Penulis buku tersebut lalu menyimpulkan Imlek adalah bagian ajaran Khonghucu. Beliau mengatakan :

"Dengan demikian, menyambut Tahun Baru bagi umat Khonghucu Indonesia mengandung arti ketakwaan dan keimanan." (ibid.,hal. 61).

Maka tidaklah benar pendapat yang menyebutkan bahwa Imlek hanya sekedar tradisi orang Tionghoa, atau Imlek bukan perayaan agama. Yang benar, Imlek justru adalah bagian ajaran agama Khonghucu, bukan sekedar tradisi.

Lagi pula, harus kami tambahkan bahwa boleh tidaknya seorang muslim melakukan sesuatu, tidaklah dilihat apakah sesuatu itu berasal dari tradisi atau ataukah dari agama. Seakan-akan kalau berasal dari tradisi hukumnya boleh-boleh saja dilakukan, sementara kalau dari agama lain hukumnya tidak boleh.
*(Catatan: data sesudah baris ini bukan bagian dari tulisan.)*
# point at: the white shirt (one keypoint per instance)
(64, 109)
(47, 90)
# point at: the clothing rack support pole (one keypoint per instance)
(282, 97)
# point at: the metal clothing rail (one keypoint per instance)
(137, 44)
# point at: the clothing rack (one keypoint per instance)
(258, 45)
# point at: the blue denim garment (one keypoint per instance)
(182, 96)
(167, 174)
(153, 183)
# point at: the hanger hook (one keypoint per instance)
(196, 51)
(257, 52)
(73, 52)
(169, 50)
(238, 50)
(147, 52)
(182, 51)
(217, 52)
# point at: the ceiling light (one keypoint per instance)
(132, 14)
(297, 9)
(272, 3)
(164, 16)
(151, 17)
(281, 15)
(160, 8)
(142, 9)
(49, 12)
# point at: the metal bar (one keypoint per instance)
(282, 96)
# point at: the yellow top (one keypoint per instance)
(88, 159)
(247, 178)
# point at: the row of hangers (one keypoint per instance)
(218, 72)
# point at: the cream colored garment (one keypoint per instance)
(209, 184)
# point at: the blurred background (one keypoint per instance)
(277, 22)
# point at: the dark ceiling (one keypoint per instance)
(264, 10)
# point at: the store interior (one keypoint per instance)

Standar semacam itu sungguh batil dan tidak ada dalam Islam. Karena standar yang benar menurut Islam, adalah Al-Qur`an dan As-Sunnah. Allah SWT berfirman :



"Ikutilah apa yang diturunkan kepadamu dari Tuhanmu dan janganlah kamu mengikuti pemimpin-pemimpin selain-Nya." (QS Al-A'raaf [7] : 3)
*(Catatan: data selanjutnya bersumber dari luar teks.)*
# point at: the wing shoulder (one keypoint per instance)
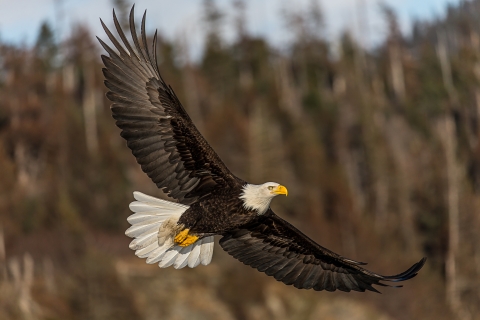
(275, 247)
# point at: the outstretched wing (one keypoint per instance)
(272, 245)
(159, 132)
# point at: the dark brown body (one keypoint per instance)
(179, 161)
(217, 213)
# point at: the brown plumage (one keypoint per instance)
(173, 153)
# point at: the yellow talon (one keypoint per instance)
(183, 239)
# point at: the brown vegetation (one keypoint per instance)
(380, 151)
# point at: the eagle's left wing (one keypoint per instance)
(161, 135)
(272, 245)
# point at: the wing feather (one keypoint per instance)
(273, 246)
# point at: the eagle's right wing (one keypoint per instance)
(272, 245)
(161, 135)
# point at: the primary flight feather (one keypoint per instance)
(210, 199)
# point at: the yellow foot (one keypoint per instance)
(183, 239)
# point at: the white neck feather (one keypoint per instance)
(253, 199)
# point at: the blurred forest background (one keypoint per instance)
(379, 148)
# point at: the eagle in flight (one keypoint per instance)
(210, 200)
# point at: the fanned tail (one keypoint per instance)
(154, 225)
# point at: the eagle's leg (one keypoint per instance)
(184, 239)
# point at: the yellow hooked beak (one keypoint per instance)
(280, 190)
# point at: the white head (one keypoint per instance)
(258, 197)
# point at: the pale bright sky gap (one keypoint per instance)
(20, 20)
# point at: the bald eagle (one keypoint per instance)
(210, 200)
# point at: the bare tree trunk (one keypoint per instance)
(396, 69)
(289, 100)
(402, 161)
(447, 134)
(89, 111)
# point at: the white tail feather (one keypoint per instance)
(154, 224)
Kalimat "maa unzila ilaykum min rabbikum" dalam ayat di atas yang berarti "apa yang diturunkan kepadamu dari Tuhanmu", artinya adalah Al-Qur`an dan As-Sunnah. (Tafsir Al-Baidhawi, [Beirut : Dar Shaadir], Juz III/2).

Jadi suatu perbuatan itu boleh atau tidak boleh dilakukan, tolok ukurnya adalah Al-Qur`an dan As-Sunnah. Apa saja yang benar menurut Al-Qur`an dan As-Sunnah, berarti boleh dikerjakan. Sebaliknya apa saja yang batil menurut Al-Qur`an dan As-Sunnah, berarti tidak boleh dilakukan.

Maka kalau kita hendak menilai perbuatan muslim turut merayakan Imlek menurut Islam, tolok ukurnya harus benar. Yaitu harus kita lihat adalah apakah perbuatan itu boleh atau tidak menurut Al-Qur`an dan As-Sunnah, bukan melihat apakah Imlek itu dari tradisi atau dari agama.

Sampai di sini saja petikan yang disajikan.